Si l'on différait l'effort de sept ans, il faudrait, pour atteindre le même objectif, faire décroître les émissions au rythme irréaliste de 3 % l'an. "Il s'agit d'un indicateur du coût des mesures de réduction des émissions, explique Stéphane Hallegatte, chercheur au Centre international de recherche sur l'environnement et le développement. On voit ici qu'un délai, même inférieur à une décennie, peut doubler l'effort économique à accomplir, à objectif égal."

Pour se maintenir en deçà du seuil considéré comme "dangereux" par la majorité des spécialistes, c'est-à-dire 550 ppm (entre 2 °C et 5,2 °C d'augmentation moyenne de température), il faudrait commencer à réduire dès à présent les émissions d'environ 0,5 % par an. Attendre dix ans implique de réduire les émissions d'environ 1 % par an. Or les auteurs postulent qu'un taux de réduction annuel réaliste se situe autour de cette valeur. La conséquence est donc simple : si les émissions continuent d'augmenter comme elles le font pendant plus de dix ans encore, il pourrait devenir impossible de maintenir la machine climatique hors de la zone "dangereuse".

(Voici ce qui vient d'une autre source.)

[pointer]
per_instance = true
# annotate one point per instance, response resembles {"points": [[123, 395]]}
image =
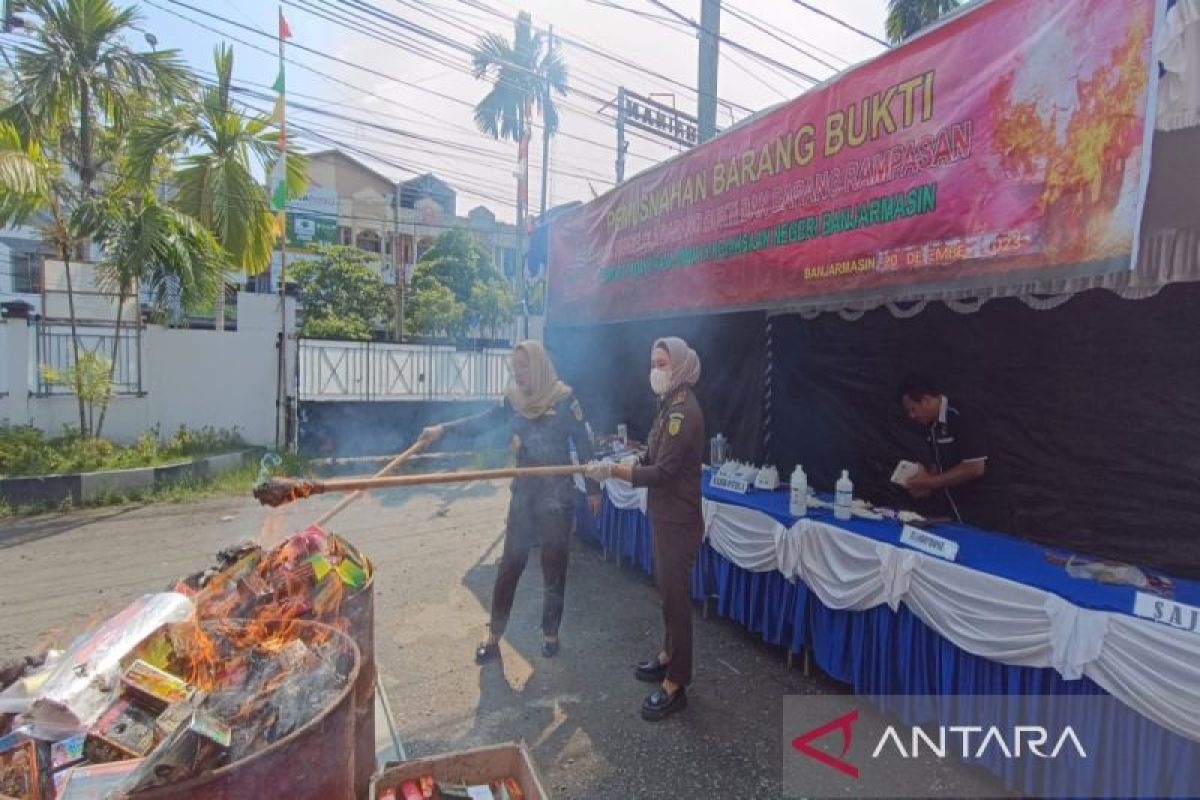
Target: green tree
{"points": [[456, 260], [216, 182], [79, 89], [90, 378], [433, 310], [526, 76], [24, 176], [492, 304], [341, 294], [906, 17], [457, 264], [149, 244]]}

Pour parvenir à ces estimations, les auteurs ont tenu compte des effets de saturation des "puits" de carbone, en particulier de l'océan. A mesure que la température augmente, l'océan absorbe de moins en moins de carbone. Plus le temps passe, plus la température moyenne augmente et moins les émissions sont absorbées par l'océan. Aujourd'hui, 46 % des émissions de CO2 anthropiques demeurent dans l'atmosphère, le reste est absorbé. Dans dix ans, ce seront 48 % de ces mêmes émissions qui persisteront dans l'air et près de 50 % dans vingt ans...

A plus long terme, lorsque les chercheurs tentent de projeter leurs prévisions bien au-delà de 2100 - jusqu'en 2200 ou 2300 -, le constat est parfois plus radical encore. Une étude publiée dans la dernière livraison de Geophysical Research Letters conclut même qu'à terme, pour que le climat se stabilise durablement, il est nécessaire que l'économie mondiale ne rejette quasiment plus de carbone.

Selon les auteurs, Damon Matthews (université Concordia) et Ken Caldeira (Carnegie Institution), l'inertie thermique de l'océan profond, en particulier, fera que le réchauffement de la basse atmosphère survivra pendant longtemps au CO2. Celui-ci aura beau décroître, les températures demeureront plus élevées sur "une échelle centennale". Il est donc nécessaire, expliquent les chercheurs en conclusion de leurs travaux, "de ne pas seulement chercher à faire décroître les émissions de CO2, il faut chercher à les éliminer entièrement".